L'esprit des dunes (1993/4) by the French spectralist composer Tristan Murrail offers a dry arrid  beautiful space. In this sketch a similar dry environment is filled with zephyrs flying and sprites darting, gradually underpinned with a quiet calm melancholy of desert spaces. 

J.S. 2006


Jean-Claude Risset:


Elementa (1998)

duration: 22 minutes

Commissionned by the French Ministry of Culture for the fiftieth anniversary of musique concrète  and realized at INA-GRM, Paris (1998), Elementa is deliberately electroacoustic.

Popular electronic music resorts to sampling and mixing : it thus catches up with processes initiated by musique concrète half a century earlier. I am neither connoisseur nor fond of techno, but in this work I have here and there picked up fragments of my own compositions, but mostly sound samples taken from "the very bone of nature" - simple sounds or soundscapes, or more often spectra, atmospheres, impulses, elaborated and inlaid in the musical stuff, or weaved into figures, phrases, developments and sections : a compositional work, but considerate towards the autonomy of organic objects and their dynamics of flux, duration and energy.
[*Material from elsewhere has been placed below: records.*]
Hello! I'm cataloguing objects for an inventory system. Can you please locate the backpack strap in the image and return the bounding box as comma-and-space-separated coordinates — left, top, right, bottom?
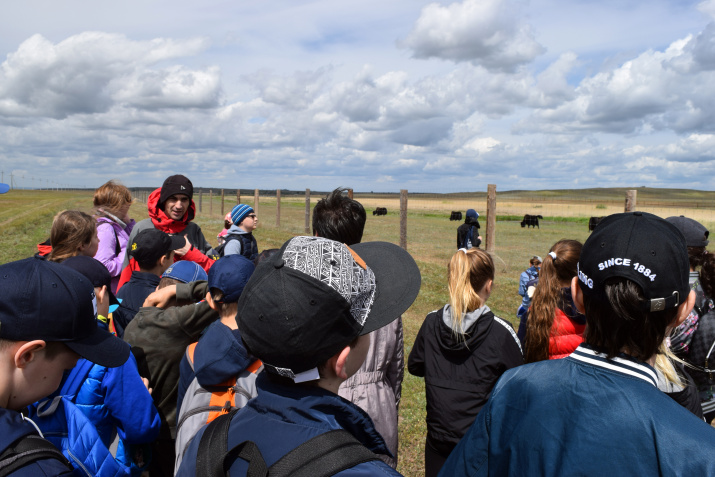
186, 341, 199, 372
111, 226, 122, 257
59, 359, 94, 402
0, 434, 72, 477
196, 410, 268, 477
268, 429, 379, 477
The piece evokes the four elements of Empedocle - which corresponds to the four states of matter : solid, liquid, gazeous, ionized (plasma). The sound material consists mostly of recordings of sound phenomena from the four elements. The origin of the sound sources is not hidden: the composition relies upon their connotations and their symbolic implications. The piece also includes sounds synthesized with the Music V program and the Synclavier digital synthesizer, which mimick gaits specific to the four states of matter : "solid" sound objects, fluid textures, eolian and noisy puffs, blows and breaths, "ionized" timbres, shrill, agile and dissociated. From the fire, the vocalizations fo Irène Jarsky and Maria Tegzes emerge as Pythia's incantations. The sounds have been processed and edited in INA-GRM studios, using the Pro Tools et GRM Tools software. The original version is 4-track.

The order of the elements is as follows:

- Aqua.. Our primal liquid medium - evoked by the water and also by the fluidity of melted materials : inharmonic textures that will be solidified into bell-like tones in the fourth section. Water drips, flows, laps, breaks - brook, torrent, river, cataract, all going down to the sea.

- Focus. Fire is ambivalent: warm and terrifying, crackling, quick, blazing, consuming and destructive. Atomized sounds, always moving.The wind sets fire in bushes. The crackling excites resonant filters at its own rhtyhm. The fire grows and seems to flood the flaming vocalizations. At the end, the fire rotates in the direction of the stars - celestial fire balls.

- Aer. The slaps of the flute are echoed by eolian puffs in reeds, overblowing into pipes, the air which both sustains and vibrates, set into motion by insect wings or nozzles. At the end, a round of the seven winds.

- Terra  evokes our vital sphere, with the mineral, vegetal and animal order. The solid state of matter is illustrated through its different forms of vibration: rolling, friction, percussion, creaking, plucking, explosion ... After a long expectancy and a passacaglia of pebbles, everything is rocked:  in an avalanche, even earth and stones flow.

I thank François Bayle, Daniel Teruggi and François Donato.